Why Putin May Not Be the Man We Think He Is
Policy + Politics

Why Putin May Not Be the Man We Think He Is

REUTERS/RIA Novosti/KREMLIN

To the citizens of Russia, President Vladimir Putin is a judo-chopping, tiger-taming, Edward Snowden-protecting, U.S.-defying national hero. But according to a new book, it’s all a façade. The book, by a Moscow political scientist, claims that Putin is actually a pathetic weakling.

The controversial biography, Putin, by Stanislav Belkovsky, says that an unhappy childhood left Putin shy, unassertive, and scarred to this day. Belkovsky says the tough-guy show that Putin puts on for the Russian press is just an act to hide his insecurities.

Related: Six Reasons Vladimir Putin Is Primed for a Fall

“The small Vladimir, who grew up practically without a father and without the love and care of his parents, was a withdrawn and grim child,” Belkovsky writes, according to Der Spiegel, the German weekly news magazine. He alleges that Putin was born two years before the year he gives as his birth – and that he was born to an alcoholic father. He says Putin’s mother shipped the child off to St. Petersburg (then Leningrad), where the couple who would act as his parents raised him.

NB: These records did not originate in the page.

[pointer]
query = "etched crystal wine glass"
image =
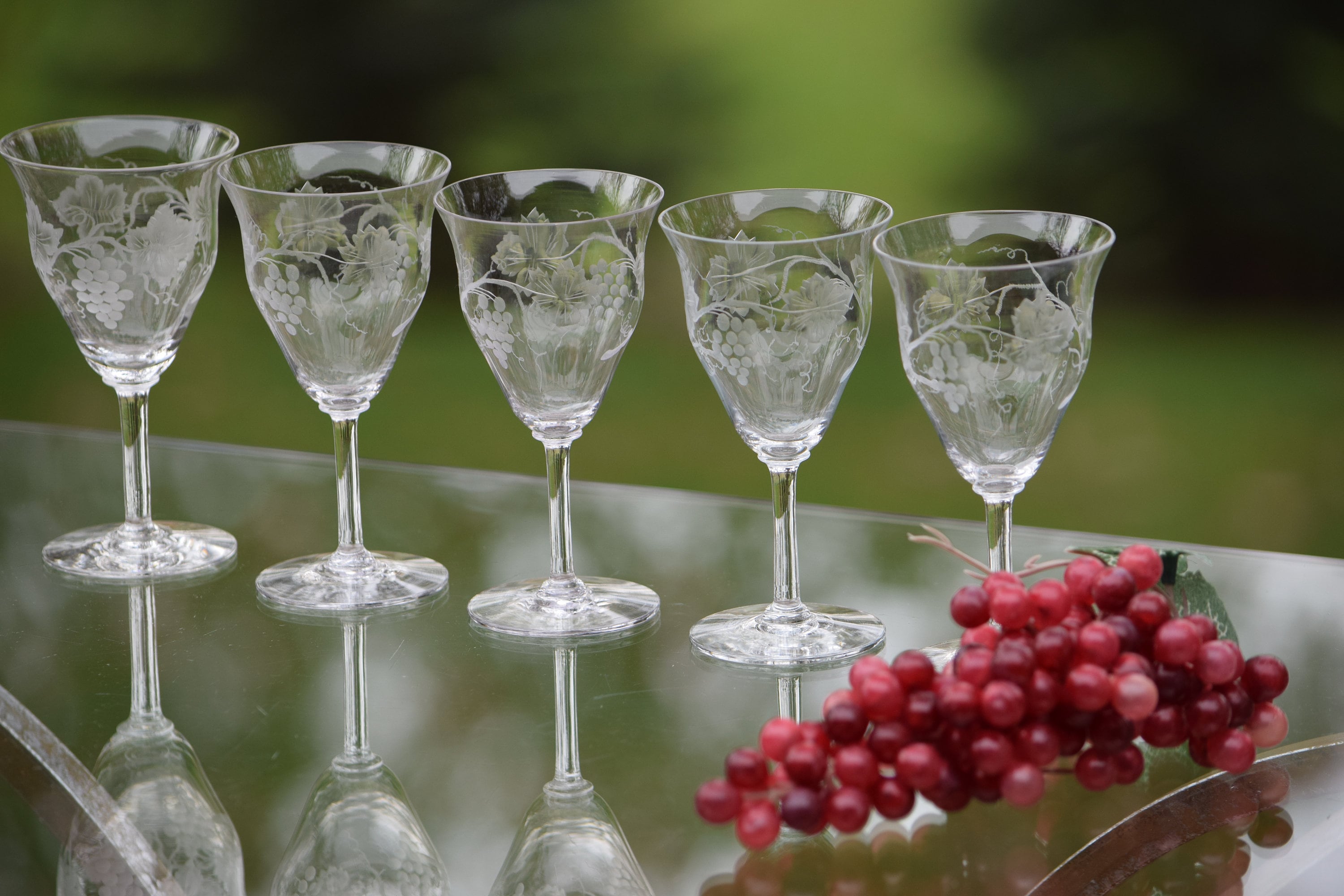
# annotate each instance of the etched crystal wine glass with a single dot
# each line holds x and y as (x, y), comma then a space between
(551, 273)
(358, 832)
(779, 300)
(123, 228)
(994, 311)
(570, 843)
(336, 242)
(154, 774)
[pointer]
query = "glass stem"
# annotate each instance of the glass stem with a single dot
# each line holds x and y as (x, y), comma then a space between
(144, 657)
(791, 698)
(351, 554)
(134, 406)
(558, 497)
(999, 526)
(566, 719)
(788, 603)
(357, 711)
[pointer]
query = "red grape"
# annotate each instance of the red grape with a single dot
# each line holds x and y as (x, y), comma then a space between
(1131, 638)
(1133, 696)
(887, 739)
(913, 669)
(949, 793)
(1038, 743)
(836, 698)
(1206, 628)
(1080, 577)
(1051, 601)
(920, 766)
(959, 703)
(777, 737)
(1002, 703)
(746, 769)
(1112, 589)
(1010, 606)
(758, 825)
(1042, 694)
(718, 801)
(1176, 642)
(1111, 731)
(1143, 563)
(1088, 687)
(1023, 785)
(1014, 661)
(1148, 610)
(804, 809)
(807, 763)
(1129, 765)
(893, 800)
(971, 607)
(1232, 750)
(975, 665)
(992, 753)
(1094, 770)
(1218, 661)
(881, 696)
(857, 766)
(1166, 727)
(1207, 714)
(1098, 644)
(847, 809)
(846, 723)
(1128, 663)
(1238, 702)
(1265, 677)
(865, 668)
(922, 711)
(986, 636)
(996, 581)
(1268, 726)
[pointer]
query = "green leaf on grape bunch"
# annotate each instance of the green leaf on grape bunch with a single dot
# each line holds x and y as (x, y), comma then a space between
(1187, 589)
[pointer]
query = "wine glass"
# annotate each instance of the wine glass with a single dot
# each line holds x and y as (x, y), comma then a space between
(154, 774)
(570, 843)
(995, 318)
(779, 300)
(336, 244)
(358, 832)
(551, 273)
(123, 229)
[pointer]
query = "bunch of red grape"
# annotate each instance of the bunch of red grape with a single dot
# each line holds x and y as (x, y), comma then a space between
(1076, 668)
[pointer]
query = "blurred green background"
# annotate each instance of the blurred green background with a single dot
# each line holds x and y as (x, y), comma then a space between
(1211, 408)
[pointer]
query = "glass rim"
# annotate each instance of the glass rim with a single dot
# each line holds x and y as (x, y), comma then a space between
(1097, 250)
(230, 146)
(887, 215)
(232, 182)
(654, 203)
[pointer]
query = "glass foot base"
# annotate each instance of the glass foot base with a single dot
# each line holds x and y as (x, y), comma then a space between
(172, 550)
(826, 636)
(529, 609)
(392, 581)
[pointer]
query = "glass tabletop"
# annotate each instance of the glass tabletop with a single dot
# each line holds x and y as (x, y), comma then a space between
(468, 723)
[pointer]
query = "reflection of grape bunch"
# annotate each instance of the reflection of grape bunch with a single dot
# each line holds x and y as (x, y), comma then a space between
(1074, 668)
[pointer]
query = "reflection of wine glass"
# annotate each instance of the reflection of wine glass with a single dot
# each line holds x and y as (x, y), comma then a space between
(779, 300)
(359, 835)
(336, 242)
(995, 320)
(155, 777)
(570, 843)
(123, 228)
(551, 273)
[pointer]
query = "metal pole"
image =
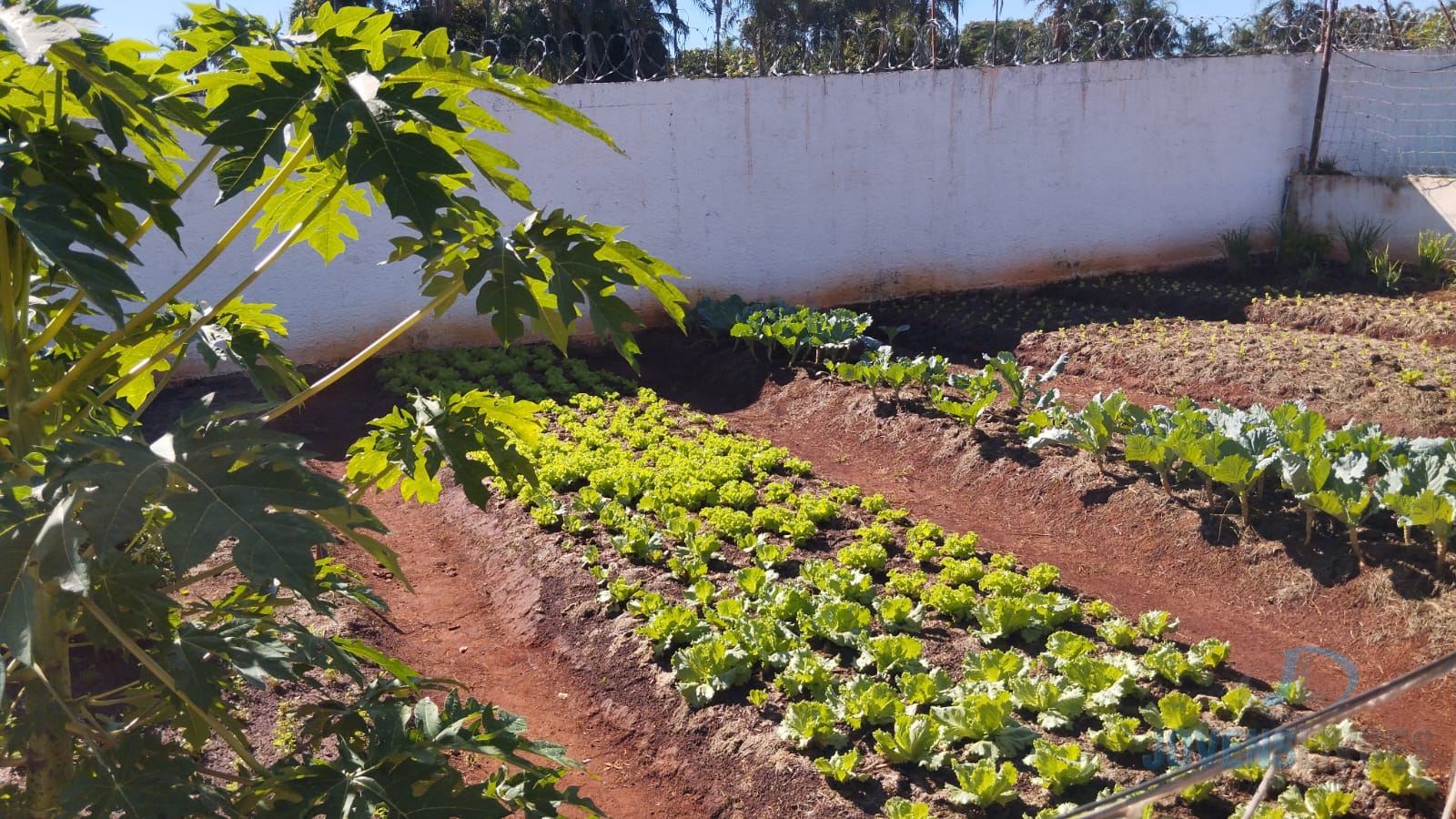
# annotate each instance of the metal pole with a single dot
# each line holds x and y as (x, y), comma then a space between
(1324, 85)
(1449, 19)
(1451, 790)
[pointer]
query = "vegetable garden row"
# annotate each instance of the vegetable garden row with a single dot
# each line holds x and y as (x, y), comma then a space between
(890, 652)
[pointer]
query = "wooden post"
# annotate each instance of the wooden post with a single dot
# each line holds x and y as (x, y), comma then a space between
(1324, 85)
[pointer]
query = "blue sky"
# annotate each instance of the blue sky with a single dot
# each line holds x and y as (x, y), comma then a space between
(142, 19)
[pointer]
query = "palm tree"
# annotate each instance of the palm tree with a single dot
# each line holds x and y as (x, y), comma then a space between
(725, 14)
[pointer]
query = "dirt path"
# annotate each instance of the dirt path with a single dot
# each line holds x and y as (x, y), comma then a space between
(475, 620)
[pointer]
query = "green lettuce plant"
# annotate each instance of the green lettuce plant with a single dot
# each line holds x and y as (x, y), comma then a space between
(1400, 774)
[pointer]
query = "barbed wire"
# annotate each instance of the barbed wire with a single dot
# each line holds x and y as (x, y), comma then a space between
(764, 48)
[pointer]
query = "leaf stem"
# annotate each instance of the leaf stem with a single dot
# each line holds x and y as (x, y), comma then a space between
(80, 368)
(455, 288)
(220, 569)
(53, 329)
(223, 732)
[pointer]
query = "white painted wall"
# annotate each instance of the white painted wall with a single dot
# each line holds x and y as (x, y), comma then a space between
(1407, 205)
(844, 188)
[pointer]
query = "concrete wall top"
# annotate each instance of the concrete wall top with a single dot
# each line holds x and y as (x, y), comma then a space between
(854, 187)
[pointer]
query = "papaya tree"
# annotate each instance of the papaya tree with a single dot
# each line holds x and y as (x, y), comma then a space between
(104, 530)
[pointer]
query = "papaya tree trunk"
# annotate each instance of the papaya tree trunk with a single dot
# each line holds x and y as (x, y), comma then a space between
(48, 758)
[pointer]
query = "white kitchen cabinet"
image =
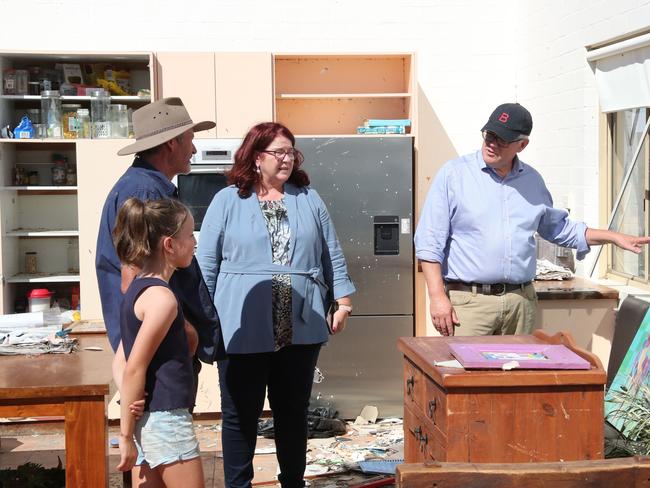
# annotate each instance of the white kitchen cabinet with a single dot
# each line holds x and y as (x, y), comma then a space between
(49, 219)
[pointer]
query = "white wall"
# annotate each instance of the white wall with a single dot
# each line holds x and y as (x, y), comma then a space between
(555, 82)
(464, 68)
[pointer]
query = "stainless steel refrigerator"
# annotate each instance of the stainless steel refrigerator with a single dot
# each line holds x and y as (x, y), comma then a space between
(367, 184)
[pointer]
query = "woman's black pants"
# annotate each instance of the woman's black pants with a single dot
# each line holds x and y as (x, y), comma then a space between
(243, 380)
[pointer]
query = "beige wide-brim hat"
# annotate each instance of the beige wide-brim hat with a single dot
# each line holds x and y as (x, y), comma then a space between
(159, 122)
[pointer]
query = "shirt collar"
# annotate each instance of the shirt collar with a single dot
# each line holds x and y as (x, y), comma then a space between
(169, 187)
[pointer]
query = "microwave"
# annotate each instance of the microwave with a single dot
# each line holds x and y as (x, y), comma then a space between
(207, 176)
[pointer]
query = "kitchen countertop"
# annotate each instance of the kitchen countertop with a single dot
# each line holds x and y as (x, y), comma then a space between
(575, 289)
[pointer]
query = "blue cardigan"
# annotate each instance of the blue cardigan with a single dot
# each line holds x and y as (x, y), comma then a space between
(234, 254)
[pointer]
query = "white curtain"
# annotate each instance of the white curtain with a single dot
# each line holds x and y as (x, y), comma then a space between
(623, 74)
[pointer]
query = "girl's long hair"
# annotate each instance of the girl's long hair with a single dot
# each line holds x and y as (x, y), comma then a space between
(140, 226)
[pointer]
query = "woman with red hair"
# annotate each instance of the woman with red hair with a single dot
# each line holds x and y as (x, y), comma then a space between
(272, 263)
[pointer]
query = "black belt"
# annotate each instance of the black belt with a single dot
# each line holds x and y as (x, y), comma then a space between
(493, 289)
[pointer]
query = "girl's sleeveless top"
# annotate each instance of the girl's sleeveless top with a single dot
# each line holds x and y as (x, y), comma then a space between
(170, 378)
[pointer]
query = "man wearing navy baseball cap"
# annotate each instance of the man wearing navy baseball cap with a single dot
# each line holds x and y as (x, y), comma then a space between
(475, 238)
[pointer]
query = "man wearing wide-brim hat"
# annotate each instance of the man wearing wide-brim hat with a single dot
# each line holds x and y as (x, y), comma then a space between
(163, 148)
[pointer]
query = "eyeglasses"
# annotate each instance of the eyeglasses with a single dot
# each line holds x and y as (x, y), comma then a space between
(491, 138)
(280, 154)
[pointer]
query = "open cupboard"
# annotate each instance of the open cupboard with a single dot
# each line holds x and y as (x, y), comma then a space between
(326, 94)
(42, 214)
(332, 94)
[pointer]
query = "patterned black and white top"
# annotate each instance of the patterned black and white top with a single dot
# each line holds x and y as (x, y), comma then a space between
(277, 223)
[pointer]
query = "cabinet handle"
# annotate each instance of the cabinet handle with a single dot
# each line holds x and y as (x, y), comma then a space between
(409, 385)
(432, 408)
(424, 439)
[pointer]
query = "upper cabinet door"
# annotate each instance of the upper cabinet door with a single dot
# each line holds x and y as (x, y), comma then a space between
(190, 76)
(244, 87)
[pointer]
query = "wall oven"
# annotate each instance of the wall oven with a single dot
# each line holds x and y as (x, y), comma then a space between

Belkovsky, described as a star columnist at a Moscow tabloid, also insinuates that Putin, who is divorced with two daughters, might be gay. He calls the Russian president a “gay icon,” adding that in 2007 Putin participated in a “truly erotic photo session in which Putin and Prince Albert of Monaco posed topless with their fishing rods in their hands." (He stops short of calling Putin gay, hedging that "a cult figure among homosexuals is not automatically a homosexual himself.")

Related: Slide Show: Vladimir Putin: International Man of Mystery

Belkovsky offers little proof for any of this; it’s bad armchair psychology at best. He also acknowledges that people who write these kinds of things about Putin often meet unfortunate ends – he even mentions a journalist who died under mysterious circumstances after researching Putin’s background.

But the book is gaining popularity in Moscow. It’s become so popular that the Kremlin has been forced to respond to it.

“Belkovsky's remarks are lacking any basis, or as we say it in Russia: They are total rubbish,” Putin's spokesman, Dmitry Peskov, told der Spiegel.

But the cat’s outta the bag, or as they’d say in Moscow, sbilsya koshki meshok. Now, Belkovsky better be careful or he might end up mertvyy.